PTC и профессиональный управляющий
Частная трастовая компания vs профессиональный управляющий
Ознакомьтесь с различиями между PTC и профессиональным управляющим для выбора наилучшего варианта для вашего траста.
Выбор управляющего является ключевым решением при управлении трастом; как PTC, так и профессиональный управляющий имеют уникальные преимущества и недостатки.
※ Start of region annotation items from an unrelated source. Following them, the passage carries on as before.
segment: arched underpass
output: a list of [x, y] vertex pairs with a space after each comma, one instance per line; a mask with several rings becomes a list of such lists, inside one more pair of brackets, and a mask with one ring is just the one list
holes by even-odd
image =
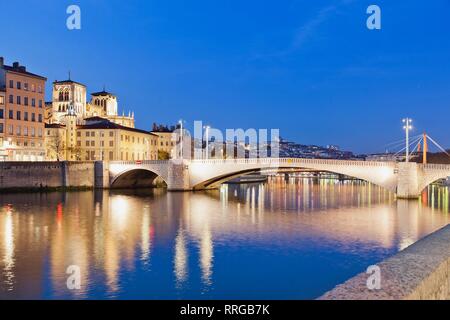
[[[299, 168], [299, 167], [283, 167], [283, 168], [278, 168], [278, 169], [257, 168], [257, 169], [242, 170], [242, 171], [234, 172], [231, 174], [215, 177], [213, 179], [207, 180], [201, 184], [194, 186], [193, 189], [194, 190], [216, 189], [221, 184], [227, 183], [228, 181], [233, 180], [235, 178], [239, 178], [239, 177], [245, 176], [247, 174], [255, 174], [255, 173], [261, 173], [261, 172], [272, 172], [272, 173], [273, 172], [279, 172], [279, 173], [292, 173], [292, 172], [324, 172], [325, 173], [326, 172], [326, 173], [332, 173], [332, 174], [337, 174], [337, 175], [343, 175], [343, 174], [332, 172], [332, 171], [314, 170], [314, 169]], [[343, 176], [347, 176], [347, 175], [343, 175]], [[355, 180], [366, 181], [364, 179], [360, 179], [360, 178], [356, 178], [356, 177], [352, 177], [352, 176], [347, 176], [347, 177], [355, 179]], [[366, 181], [366, 182], [369, 182], [369, 181]], [[369, 182], [369, 183], [371, 183], [371, 182]]]
[[134, 169], [119, 175], [112, 183], [113, 189], [167, 187], [159, 175], [150, 170]]

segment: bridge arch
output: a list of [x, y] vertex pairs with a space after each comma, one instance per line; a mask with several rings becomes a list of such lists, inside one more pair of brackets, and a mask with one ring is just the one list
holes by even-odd
[[167, 181], [162, 177], [162, 175], [156, 173], [154, 170], [149, 170], [146, 168], [133, 168], [114, 176], [111, 180], [110, 188], [151, 188], [155, 187], [158, 182], [162, 182], [167, 186]]
[[246, 173], [265, 169], [306, 169], [342, 174], [364, 180], [395, 192], [395, 163], [317, 159], [246, 159], [207, 160], [191, 163], [191, 185], [194, 190], [216, 188], [221, 183]]
[[418, 186], [419, 192], [425, 190], [430, 184], [450, 176], [449, 165], [429, 164], [422, 168], [423, 174]]

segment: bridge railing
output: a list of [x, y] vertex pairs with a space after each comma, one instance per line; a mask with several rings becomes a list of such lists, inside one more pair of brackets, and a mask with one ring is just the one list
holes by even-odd
[[334, 159], [304, 159], [304, 158], [256, 158], [256, 159], [198, 159], [192, 163], [202, 164], [268, 164], [268, 165], [289, 165], [289, 164], [324, 164], [324, 165], [345, 165], [345, 166], [367, 166], [367, 167], [394, 167], [395, 162], [381, 161], [357, 161], [357, 160], [334, 160]]
[[419, 167], [431, 170], [450, 170], [450, 165], [439, 163], [420, 164]]
[[109, 163], [114, 165], [169, 164], [170, 160], [110, 161]]

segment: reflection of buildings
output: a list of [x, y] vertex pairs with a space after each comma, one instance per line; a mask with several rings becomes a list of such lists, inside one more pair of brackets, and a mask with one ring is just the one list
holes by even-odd
[[[425, 199], [448, 212], [445, 190], [430, 187]], [[449, 221], [355, 181], [275, 178], [207, 193], [154, 192], [0, 194], [0, 298], [174, 297], [219, 285], [223, 249], [395, 251]], [[70, 265], [81, 267], [81, 291], [66, 287]], [[167, 292], [152, 286], [157, 281]]]

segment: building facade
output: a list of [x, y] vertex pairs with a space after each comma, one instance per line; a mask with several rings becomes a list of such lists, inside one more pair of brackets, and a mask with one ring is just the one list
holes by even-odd
[[[0, 122], [3, 124], [0, 160], [43, 161], [44, 99], [47, 79], [28, 72], [25, 66], [12, 66], [0, 58]], [[0, 98], [1, 99], [1, 98]], [[1, 129], [1, 128], [0, 128]], [[0, 130], [1, 131], [1, 130]]]
[[76, 124], [67, 115], [66, 124], [46, 125], [49, 161], [140, 161], [158, 159], [158, 136], [92, 117]]
[[[72, 109], [72, 110], [69, 110]], [[65, 115], [70, 111], [82, 123], [86, 116], [86, 86], [72, 80], [54, 81], [52, 93], [52, 112], [50, 123], [64, 123]]]
[[77, 124], [85, 119], [102, 117], [119, 125], [134, 128], [134, 114], [118, 114], [117, 97], [105, 90], [91, 94], [90, 102], [86, 99], [87, 88], [73, 80], [53, 82], [52, 101], [46, 103], [45, 120], [50, 124], [65, 124], [66, 114], [76, 115]]

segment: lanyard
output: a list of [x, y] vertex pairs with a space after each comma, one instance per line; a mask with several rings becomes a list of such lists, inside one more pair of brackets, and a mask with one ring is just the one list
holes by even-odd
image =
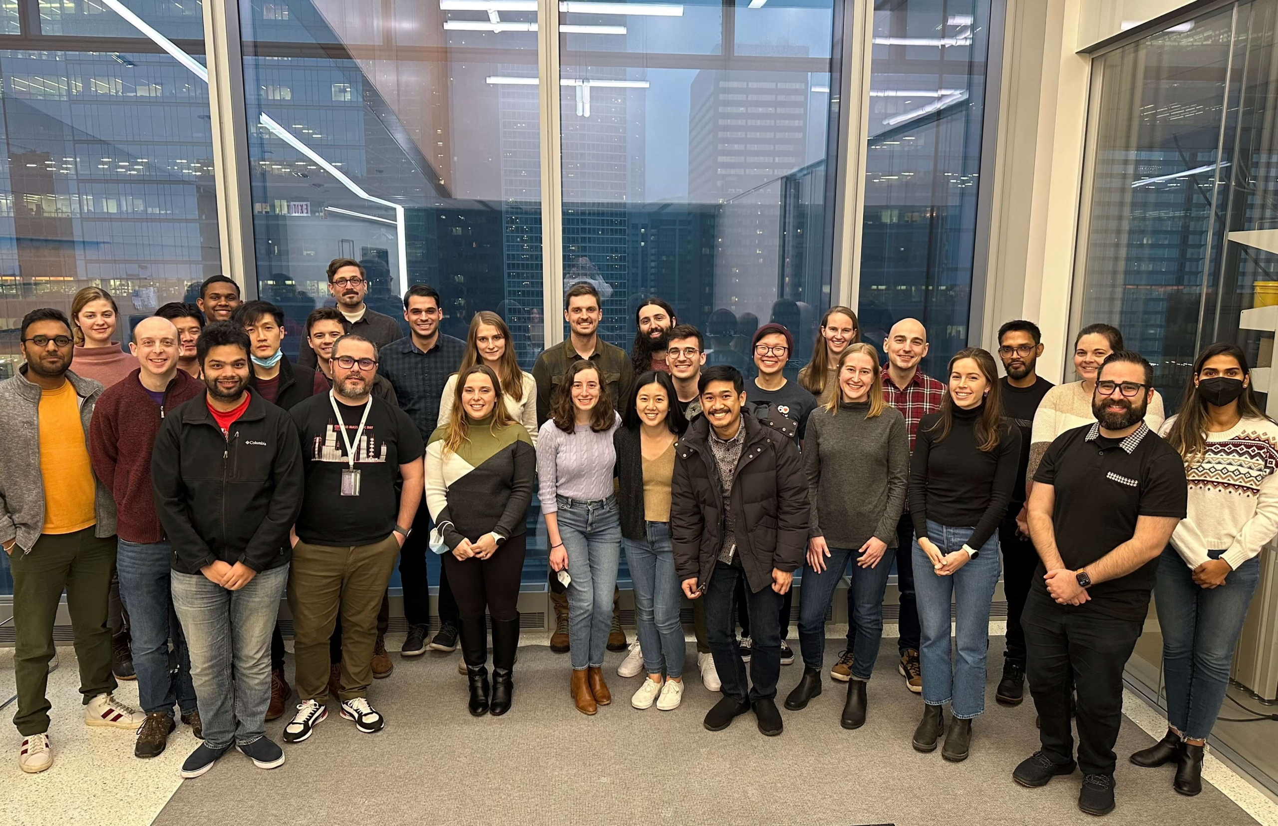
[[[346, 423], [341, 419], [341, 412], [337, 409], [337, 396], [334, 395], [334, 390], [328, 391], [328, 404], [332, 405], [332, 414], [337, 417], [337, 432], [341, 433], [341, 444], [346, 445], [346, 463], [350, 469], [355, 469], [355, 446], [350, 444], [350, 436], [346, 435]], [[364, 403], [364, 414], [359, 418], [359, 430], [355, 431], [355, 444], [364, 436], [364, 422], [368, 421], [368, 412], [373, 409], [373, 398], [368, 396], [368, 401]]]

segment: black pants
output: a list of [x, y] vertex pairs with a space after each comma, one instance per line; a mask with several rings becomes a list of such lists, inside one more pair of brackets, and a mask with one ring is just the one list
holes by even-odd
[[[426, 573], [426, 555], [432, 552], [431, 527], [431, 510], [423, 503], [413, 518], [413, 533], [404, 540], [404, 547], [400, 549], [404, 619], [409, 625], [431, 624], [431, 582]], [[458, 602], [452, 598], [446, 570], [446, 566], [440, 568], [440, 624], [456, 628]]]
[[[714, 670], [723, 683], [723, 696], [744, 702], [777, 696], [777, 678], [781, 676], [781, 633], [777, 612], [781, 595], [766, 586], [758, 593], [748, 593], [746, 602], [754, 616], [751, 634], [750, 679], [746, 682], [745, 664], [736, 653], [736, 633], [732, 627], [732, 602], [736, 598], [737, 579], [745, 572], [723, 563], [714, 563], [705, 600], [705, 638], [714, 657]], [[746, 588], [749, 591], [749, 588]]]
[[1057, 763], [1074, 758], [1070, 692], [1077, 685], [1079, 767], [1084, 775], [1113, 775], [1122, 671], [1144, 623], [1057, 605], [1035, 591], [1025, 602], [1021, 624], [1043, 753]]
[[1012, 503], [998, 526], [998, 545], [1003, 550], [1003, 595], [1007, 597], [1007, 651], [1003, 657], [1024, 669], [1025, 630], [1021, 628], [1021, 612], [1025, 610], [1025, 597], [1034, 582], [1039, 557], [1034, 543], [1016, 533], [1017, 513], [1020, 505]]
[[[914, 568], [910, 565], [910, 559], [914, 554], [910, 552], [910, 547], [914, 545], [914, 520], [910, 519], [909, 511], [901, 514], [901, 519], [896, 523], [896, 588], [901, 592], [901, 618], [897, 620], [900, 627], [900, 639], [896, 642], [897, 650], [904, 655], [906, 648], [919, 650], [919, 604], [914, 598]], [[856, 615], [856, 605], [854, 604], [852, 589], [847, 589], [847, 615]], [[854, 623], [847, 624], [847, 650], [852, 650], [852, 643], [856, 642], [856, 627]]]
[[[736, 581], [736, 621], [741, 625], [741, 637], [750, 635], [750, 600], [746, 598], [749, 586], [745, 577]], [[781, 597], [781, 610], [777, 612], [777, 627], [781, 639], [790, 635], [790, 606], [794, 604], [794, 588]]]
[[528, 534], [520, 533], [506, 540], [488, 559], [459, 560], [452, 554], [443, 555], [443, 569], [456, 588], [460, 616], [483, 620], [484, 609], [495, 623], [519, 616], [519, 581], [524, 570], [524, 550]]

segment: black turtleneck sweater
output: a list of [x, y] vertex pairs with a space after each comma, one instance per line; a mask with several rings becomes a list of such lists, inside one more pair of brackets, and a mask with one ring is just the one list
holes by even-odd
[[[984, 401], [970, 410], [953, 405], [950, 435], [941, 439], [941, 412], [919, 421], [910, 460], [910, 515], [914, 533], [928, 536], [928, 519], [951, 528], [973, 528], [967, 546], [980, 550], [1007, 513], [1016, 485], [1021, 435], [1006, 422], [998, 445], [976, 446], [975, 425]], [[929, 537], [934, 541], [934, 537]]]

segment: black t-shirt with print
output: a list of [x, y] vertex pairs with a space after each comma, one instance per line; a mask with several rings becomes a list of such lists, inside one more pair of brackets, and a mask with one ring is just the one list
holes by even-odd
[[[1189, 499], [1180, 454], [1144, 423], [1121, 440], [1100, 436], [1099, 425], [1061, 433], [1043, 455], [1034, 482], [1054, 487], [1052, 527], [1070, 570], [1090, 565], [1130, 540], [1137, 517], [1183, 519]], [[1143, 620], [1157, 572], [1155, 556], [1126, 577], [1088, 588], [1091, 598], [1081, 606], [1066, 606], [1048, 596], [1040, 561], [1031, 592], [1062, 610]]]
[[[346, 436], [355, 445], [359, 495], [341, 495], [346, 445], [336, 427], [327, 393], [311, 396], [289, 413], [302, 440], [307, 487], [298, 537], [311, 545], [372, 545], [395, 529], [399, 467], [424, 453], [422, 433], [404, 410], [373, 396], [364, 432], [355, 433], [363, 405], [337, 403]], [[422, 505], [424, 508], [424, 505]]]

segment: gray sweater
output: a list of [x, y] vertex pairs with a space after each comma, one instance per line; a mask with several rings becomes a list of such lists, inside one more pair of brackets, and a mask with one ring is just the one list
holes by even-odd
[[869, 403], [824, 405], [812, 412], [803, 442], [808, 471], [808, 536], [831, 547], [858, 550], [873, 536], [896, 547], [896, 523], [910, 477], [905, 417], [884, 407], [866, 418]]

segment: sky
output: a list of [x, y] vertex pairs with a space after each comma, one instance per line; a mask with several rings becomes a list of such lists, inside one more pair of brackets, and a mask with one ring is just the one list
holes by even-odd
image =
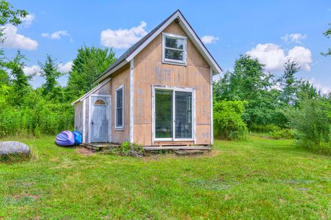
[[[297, 59], [304, 78], [323, 93], [331, 91], [331, 47], [323, 33], [331, 23], [330, 1], [17, 1], [30, 14], [18, 27], [6, 25], [0, 45], [12, 58], [26, 56], [26, 74], [39, 72], [47, 54], [59, 69], [70, 71], [82, 45], [112, 47], [117, 56], [179, 9], [224, 71], [233, 69], [241, 54], [281, 76], [282, 63]], [[216, 78], [215, 78], [216, 79]], [[34, 76], [35, 88], [43, 79]], [[65, 86], [67, 76], [59, 80]]]

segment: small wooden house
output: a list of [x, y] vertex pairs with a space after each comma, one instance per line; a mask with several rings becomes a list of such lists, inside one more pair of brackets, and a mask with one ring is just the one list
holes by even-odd
[[72, 103], [83, 142], [212, 144], [212, 76], [221, 69], [179, 10]]

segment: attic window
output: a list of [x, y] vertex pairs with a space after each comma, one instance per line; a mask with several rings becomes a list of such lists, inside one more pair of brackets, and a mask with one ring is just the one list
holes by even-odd
[[186, 65], [187, 37], [162, 33], [163, 62]]
[[94, 105], [107, 105], [106, 101], [103, 99], [97, 99], [94, 102]]

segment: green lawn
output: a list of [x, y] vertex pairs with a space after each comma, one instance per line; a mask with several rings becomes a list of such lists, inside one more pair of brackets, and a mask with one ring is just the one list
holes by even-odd
[[0, 219], [330, 219], [331, 157], [292, 140], [217, 141], [208, 155], [135, 158], [22, 139], [0, 164]]

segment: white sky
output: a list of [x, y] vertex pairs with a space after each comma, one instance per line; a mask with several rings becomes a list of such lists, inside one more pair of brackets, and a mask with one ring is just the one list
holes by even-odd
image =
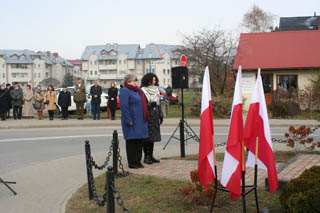
[[202, 28], [239, 33], [253, 4], [278, 17], [320, 15], [320, 0], [0, 0], [0, 49], [76, 59], [87, 45], [181, 44]]

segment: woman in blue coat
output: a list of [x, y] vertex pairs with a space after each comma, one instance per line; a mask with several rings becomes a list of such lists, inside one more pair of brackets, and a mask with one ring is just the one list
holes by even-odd
[[141, 164], [142, 145], [149, 137], [147, 100], [137, 87], [137, 77], [128, 74], [124, 78], [124, 88], [119, 94], [121, 125], [129, 168], [143, 168]]

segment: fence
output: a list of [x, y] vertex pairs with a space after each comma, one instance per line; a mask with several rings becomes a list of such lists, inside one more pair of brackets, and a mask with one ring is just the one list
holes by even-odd
[[[87, 166], [87, 178], [88, 178], [88, 193], [89, 193], [89, 200], [94, 200], [96, 205], [104, 206], [106, 205], [106, 212], [107, 213], [114, 213], [115, 212], [115, 200], [117, 204], [121, 207], [122, 212], [128, 213], [129, 210], [124, 207], [123, 199], [120, 195], [119, 190], [115, 186], [114, 177], [125, 177], [129, 175], [129, 172], [125, 172], [123, 169], [123, 164], [121, 162], [122, 158], [120, 155], [120, 148], [119, 148], [119, 140], [118, 140], [118, 133], [115, 130], [113, 132], [111, 146], [109, 147], [109, 152], [107, 154], [106, 160], [104, 163], [99, 166], [93, 160], [91, 155], [91, 147], [89, 141], [85, 141], [85, 154], [86, 154], [86, 166]], [[103, 194], [102, 198], [99, 199], [95, 187], [94, 177], [92, 170], [98, 169], [103, 170], [108, 166], [110, 162], [111, 156], [113, 157], [113, 167], [109, 166], [106, 171], [106, 185], [105, 185], [105, 193]], [[121, 173], [118, 172], [118, 167], [122, 170]]]

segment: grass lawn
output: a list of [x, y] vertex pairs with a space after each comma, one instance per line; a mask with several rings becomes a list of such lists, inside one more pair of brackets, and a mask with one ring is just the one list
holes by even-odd
[[[130, 175], [115, 180], [116, 188], [124, 199], [124, 206], [131, 213], [202, 213], [209, 212], [210, 204], [201, 205], [185, 202], [179, 188], [186, 183], [178, 180], [154, 178], [141, 175]], [[105, 175], [96, 178], [96, 188], [101, 198], [104, 189]], [[258, 192], [260, 209], [269, 212], [281, 212], [279, 194], [270, 194], [264, 189]], [[254, 194], [246, 198], [247, 212], [255, 212]], [[98, 207], [88, 200], [88, 186], [83, 185], [69, 200], [67, 213], [104, 213], [106, 207]], [[116, 212], [121, 212], [116, 204]], [[242, 212], [242, 200], [231, 201], [229, 193], [218, 192], [214, 212]]]
[[[274, 157], [277, 163], [284, 163], [287, 162], [290, 158], [295, 156], [296, 153], [293, 151], [276, 151], [274, 153]], [[223, 161], [224, 153], [216, 153], [217, 161]], [[162, 158], [164, 160], [198, 160], [198, 155], [186, 155], [185, 158], [181, 158], [180, 156], [175, 157], [167, 157]]]

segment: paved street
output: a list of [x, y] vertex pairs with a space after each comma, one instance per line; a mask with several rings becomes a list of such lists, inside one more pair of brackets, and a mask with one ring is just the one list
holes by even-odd
[[[37, 122], [34, 121], [25, 121], [24, 125]], [[44, 121], [44, 126], [48, 122]], [[59, 120], [55, 122], [61, 123]], [[88, 125], [90, 122], [92, 121], [85, 121], [83, 126], [90, 126]], [[106, 120], [101, 122], [106, 122]], [[178, 119], [168, 119], [167, 125], [165, 123], [162, 127], [162, 142], [156, 143], [155, 146], [157, 157], [180, 155], [179, 141], [175, 139], [171, 140], [166, 150], [162, 149], [177, 123]], [[199, 121], [189, 123], [199, 134]], [[216, 123], [215, 141], [221, 143], [226, 141], [228, 121], [217, 121]], [[282, 127], [278, 125], [272, 127], [273, 137], [282, 138], [291, 123], [291, 121], [282, 121]], [[12, 123], [11, 125], [13, 126]], [[12, 185], [12, 187], [18, 192], [18, 196], [13, 196], [5, 187], [0, 186], [0, 212], [64, 212], [64, 205], [69, 196], [86, 182], [85, 140], [91, 143], [94, 159], [98, 164], [102, 164], [111, 143], [112, 133], [117, 130], [121, 155], [124, 158], [124, 164], [127, 165], [119, 121], [115, 125], [66, 126], [68, 127], [0, 129], [0, 177], [17, 181], [17, 185]], [[179, 131], [177, 131], [177, 136], [178, 133]], [[314, 135], [317, 139], [319, 139], [318, 134], [319, 131]], [[224, 149], [225, 147], [219, 147], [217, 152], [223, 152]], [[282, 144], [274, 144], [274, 149], [286, 150], [287, 147]], [[198, 143], [193, 140], [188, 141], [186, 154], [197, 152]]]

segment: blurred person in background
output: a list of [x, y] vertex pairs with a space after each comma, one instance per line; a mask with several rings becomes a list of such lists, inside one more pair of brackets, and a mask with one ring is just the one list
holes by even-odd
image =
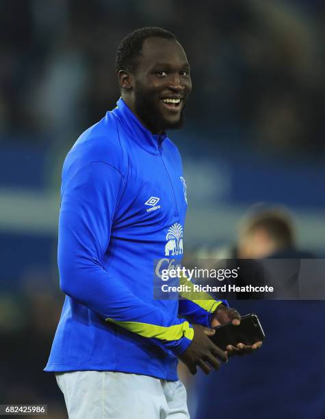
[[[297, 248], [291, 216], [282, 207], [255, 208], [242, 220], [238, 236], [238, 245], [228, 257], [287, 259], [290, 266], [300, 258], [313, 257]], [[227, 370], [210, 375], [207, 383], [198, 377], [190, 392], [197, 397], [195, 418], [218, 412], [233, 419], [238, 411], [243, 419], [324, 418], [325, 337], [320, 331], [325, 303], [250, 300], [235, 304], [243, 314], [258, 314], [265, 333], [263, 350], [254, 362], [230, 360]]]
[[183, 257], [186, 187], [166, 134], [181, 127], [192, 89], [183, 47], [164, 29], [138, 29], [122, 40], [116, 72], [117, 107], [79, 137], [63, 167], [66, 296], [45, 370], [56, 372], [69, 418], [185, 419], [178, 359], [192, 374], [218, 369], [227, 353], [209, 339], [210, 326], [240, 316], [211, 297], [153, 299], [153, 262]]

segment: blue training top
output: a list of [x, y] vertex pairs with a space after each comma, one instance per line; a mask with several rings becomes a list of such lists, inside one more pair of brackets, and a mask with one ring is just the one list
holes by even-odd
[[165, 134], [146, 129], [122, 99], [117, 105], [64, 164], [58, 265], [66, 296], [44, 370], [174, 381], [177, 355], [194, 335], [189, 321], [208, 326], [221, 303], [154, 299], [154, 260], [167, 267], [183, 255], [181, 160]]

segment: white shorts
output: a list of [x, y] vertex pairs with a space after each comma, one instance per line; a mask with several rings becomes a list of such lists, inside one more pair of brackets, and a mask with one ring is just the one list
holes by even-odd
[[57, 372], [69, 419], [189, 419], [179, 381], [113, 371]]

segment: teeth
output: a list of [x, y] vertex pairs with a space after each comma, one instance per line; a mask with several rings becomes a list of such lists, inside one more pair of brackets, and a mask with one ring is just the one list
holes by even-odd
[[165, 103], [179, 103], [181, 102], [181, 99], [163, 99], [163, 102], [164, 102]]

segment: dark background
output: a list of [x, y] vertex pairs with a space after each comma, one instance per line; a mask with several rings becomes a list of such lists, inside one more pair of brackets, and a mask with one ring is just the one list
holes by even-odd
[[[170, 133], [187, 185], [185, 253], [228, 244], [243, 214], [270, 203], [293, 214], [301, 247], [325, 255], [323, 1], [0, 0], [0, 403], [44, 403], [49, 418], [66, 417], [42, 371], [63, 299], [60, 171], [115, 106], [121, 38], [150, 25], [174, 31], [192, 67], [187, 123]], [[252, 357], [240, 361], [254, 371]]]

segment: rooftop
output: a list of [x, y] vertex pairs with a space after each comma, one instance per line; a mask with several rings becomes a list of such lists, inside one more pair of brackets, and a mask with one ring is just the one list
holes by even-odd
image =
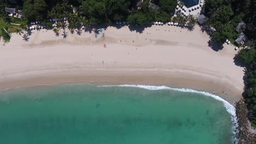
[[16, 9], [15, 8], [5, 8], [5, 11], [10, 14], [16, 14]]

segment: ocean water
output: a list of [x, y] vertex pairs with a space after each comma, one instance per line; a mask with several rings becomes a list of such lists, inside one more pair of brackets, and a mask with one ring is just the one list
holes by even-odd
[[195, 92], [88, 85], [3, 91], [0, 142], [232, 143], [234, 107]]
[[199, 0], [181, 0], [181, 1], [184, 3], [184, 5], [185, 5], [187, 8], [195, 6], [197, 5], [199, 3]]

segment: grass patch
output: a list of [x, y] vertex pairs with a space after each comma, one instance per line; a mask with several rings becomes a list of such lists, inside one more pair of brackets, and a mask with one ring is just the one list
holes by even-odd
[[[10, 22], [11, 23], [15, 23], [17, 24], [20, 24], [23, 22], [26, 22], [25, 21], [21, 20], [20, 19], [16, 17], [10, 17]], [[7, 27], [9, 29], [9, 32], [10, 33], [13, 33], [15, 31], [16, 28], [19, 27], [17, 25], [13, 25], [11, 24], [8, 24], [7, 22], [4, 22], [3, 20], [0, 19], [0, 29]], [[0, 31], [0, 33], [1, 33]]]

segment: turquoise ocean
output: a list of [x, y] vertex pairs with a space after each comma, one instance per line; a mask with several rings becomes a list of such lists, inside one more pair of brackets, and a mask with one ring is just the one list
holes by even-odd
[[234, 143], [235, 108], [165, 86], [61, 85], [0, 92], [0, 143]]

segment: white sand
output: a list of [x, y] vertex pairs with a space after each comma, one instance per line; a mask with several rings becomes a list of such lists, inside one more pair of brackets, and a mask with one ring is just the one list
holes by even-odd
[[192, 32], [166, 25], [142, 33], [126, 26], [103, 32], [105, 38], [96, 39], [93, 33], [68, 31], [63, 39], [61, 33], [57, 37], [51, 31], [34, 30], [28, 42], [13, 34], [10, 43], [1, 45], [0, 88], [73, 82], [169, 84], [223, 91], [231, 103], [243, 91], [243, 68], [234, 63], [234, 46], [213, 50], [198, 26]]

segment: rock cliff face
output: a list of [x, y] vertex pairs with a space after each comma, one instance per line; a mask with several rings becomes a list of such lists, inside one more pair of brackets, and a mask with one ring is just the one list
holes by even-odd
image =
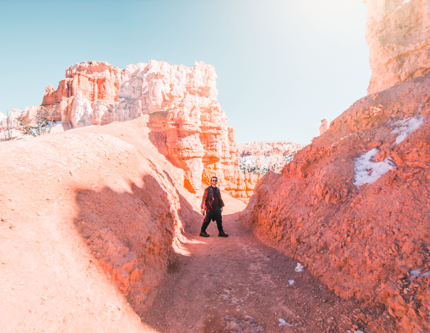
[[263, 175], [269, 170], [281, 172], [298, 151], [305, 146], [294, 142], [264, 141], [238, 143], [239, 166], [244, 173]]
[[428, 74], [357, 101], [242, 215], [338, 295], [384, 305], [399, 332], [430, 331], [429, 96]]
[[430, 72], [430, 3], [365, 0], [372, 76], [368, 94]]
[[[133, 308], [152, 302], [184, 240], [182, 221], [201, 216], [183, 171], [151, 144], [148, 121], [2, 143], [0, 235], [10, 249], [0, 275], [22, 281], [7, 294], [14, 306], [2, 308], [6, 331], [23, 321], [52, 331], [145, 330]], [[31, 311], [16, 311], [25, 305]]]
[[235, 132], [217, 100], [216, 78], [203, 62], [189, 68], [150, 60], [123, 70], [86, 62], [68, 68], [56, 90], [46, 87], [41, 106], [23, 112], [31, 118], [44, 107], [73, 128], [154, 114], [153, 143], [185, 171], [186, 188], [196, 193], [216, 175], [222, 188], [246, 201], [246, 177], [235, 166]]

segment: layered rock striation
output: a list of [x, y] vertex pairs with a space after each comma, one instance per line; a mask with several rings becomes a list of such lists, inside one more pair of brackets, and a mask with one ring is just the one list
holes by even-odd
[[24, 112], [32, 119], [44, 108], [54, 120], [77, 128], [150, 114], [152, 142], [184, 170], [188, 190], [197, 193], [215, 175], [220, 187], [246, 202], [258, 177], [237, 167], [235, 133], [217, 100], [216, 78], [213, 67], [203, 62], [190, 68], [150, 60], [124, 69], [84, 62], [68, 68], [56, 90], [46, 87], [41, 106], [9, 117]]
[[365, 0], [372, 76], [368, 94], [430, 72], [430, 3]]
[[238, 143], [237, 156], [240, 170], [261, 175], [267, 171], [281, 172], [292, 160], [298, 151], [305, 146], [294, 142], [264, 141]]
[[242, 215], [337, 295], [386, 307], [399, 332], [430, 330], [429, 96], [427, 74], [358, 100], [268, 172]]

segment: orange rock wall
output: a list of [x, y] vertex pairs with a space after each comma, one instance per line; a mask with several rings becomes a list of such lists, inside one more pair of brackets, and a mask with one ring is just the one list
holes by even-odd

Частная трастовая компания (PTC)
Профессиональный управляющий
Professional trustee vs Private Trust Company: key differences
| Feature | Professional Trustee | Private Trust Company (PTC) |
|---|---|---|
| What it is | A licensed trust company (regulated by the FSC) that acts as trustee of multiple client trusts | A company established specifically to act as trustee of one family's trust(s) — not licensed to act for third parties |
| FSC licence | Holds a Trustee Licence issued by the FSC | Exempt from FSC licence requirement for acting as trustee of its own family's trusts — but must be administered by a licensed management company |
| Family control | Limited — the professional trustee exercises independent discretion; family has influence through letter of wishes and protector but cannot direct the trustee | High — the PTC's board (typically including family members and/or trusted advisers) makes trustee decisions; family retains meaningful governance involvement |
| Independence | Full independence — the trustee is a separate regulated entity with its own legal obligations and duties | Lower independence — family members on the PTC board may create tension between trustee duties and family interests |
| Cost | Lower initial setup cost; ongoing annual trustee fees (typically USD 5,000–20,000+ per annum depending on complexity) | Higher initial setup cost (PTC formation: approx. USD 5,000–15,000); lower ongoing trustee fees but additional annual management company administration cost |
| Regulation / oversight | Heavily regulated by FSC; subject to regular inspection and reporting requirements | Lighter regulatory touch — PTC is not directly licensed by FSC; oversight provided through the mandatory licensed management company |
| Liability | Trustee accepts full fiduciary liability; backed by professional indemnity insurance and regulatory capital requirements | PTC accepts fiduciary liability; family members on the board have personal fiduciary duties — this can create personal liability risk |
| Succession / continuity | Institutional continuity — the trust company continues regardless of changes in its staff | Requires succession planning for the PTC board — family members may not always be available or appropriate |
| Complexity of administration | All administration handled by the professional trustee; simpler for the family | PTC requires its own corporate governance: board meetings, resolutions, annual filings, company secretarial support via the management company |
| Suitable for | Smaller to medium complexity trusts; families who prefer full delegation and professional oversight | Large, complex family trusts; ultra-HNW families who want governance involvement; multi-trust structures for a single family |
| Protector appointment | Typically recommended — a protector (appointed by the settlor) provides oversight of the professional trustee | Less critical — family participation in PTC governance reduces the need for a separate protector, though one can still be appointed |
| Mauritius substance | Professional trustee provides Mauritius management and control — trust will typically meet substance requirements | Management company must ensure adequate Mauritius substance for the PTC — board meetings in Mauritius, key decisions made in Mauritius |
When a professional trustee is the right choice
- The trust is of moderate complexity and the settlor is comfortable delegating trustee decisions to a regulated professional
- Cost is a primary consideration — a professional trustee avoids the setup and ongoing cost of maintaining a separate PTC company
- The family prefers the oversight and institutional continuity of a regulated trust company
- The trust structure involves a single trust or a small number of related trusts for the same family
- The settlor wishes to appoint a protector to retain oversight without the governance complexity of a PTC
- The trust assets are primarily financial in nature (cash, securities, company shares) and do not require active management decisions by the trustee
- The settlor's home jurisdiction requires trustee independence as a condition for the trust to be effective for tax or succession purposes
When a Private Trust Company is the right choice
- The family's trust structure is large, complex and long-term — spanning multiple generations, multiple trusts and significant assets
- Family members wish to be directly involved in trustee decision-making while maintaining the formal structure of a trust
- The family has trusted advisers (family lawyers, financial advisers, family office executives) who can serve on the PTC board alongside or instead of family members
- The family is planning a multi-trust structure for different branches of the family, all of which will be administered under the umbrella of a single PTC
- The settlor's professional advisers recommend a PTC for tax efficiency reasons in the settlor's home jurisdiction — for example, to ensure the trust is not treated as settlor-controlled under UK or US tax rules
- The family wants the flexibility to take a more active role in investment decisions (subject to trustee duties) without being subject to the constraints of a fully independent professional trustee
- The overall structure has sufficient scale to justify the additional setup and administration cost of a PTC
The information on this page is provided for general guidance only and does not constitute legal, tax or regulatory advice. Always seek professional advice specific to your situation.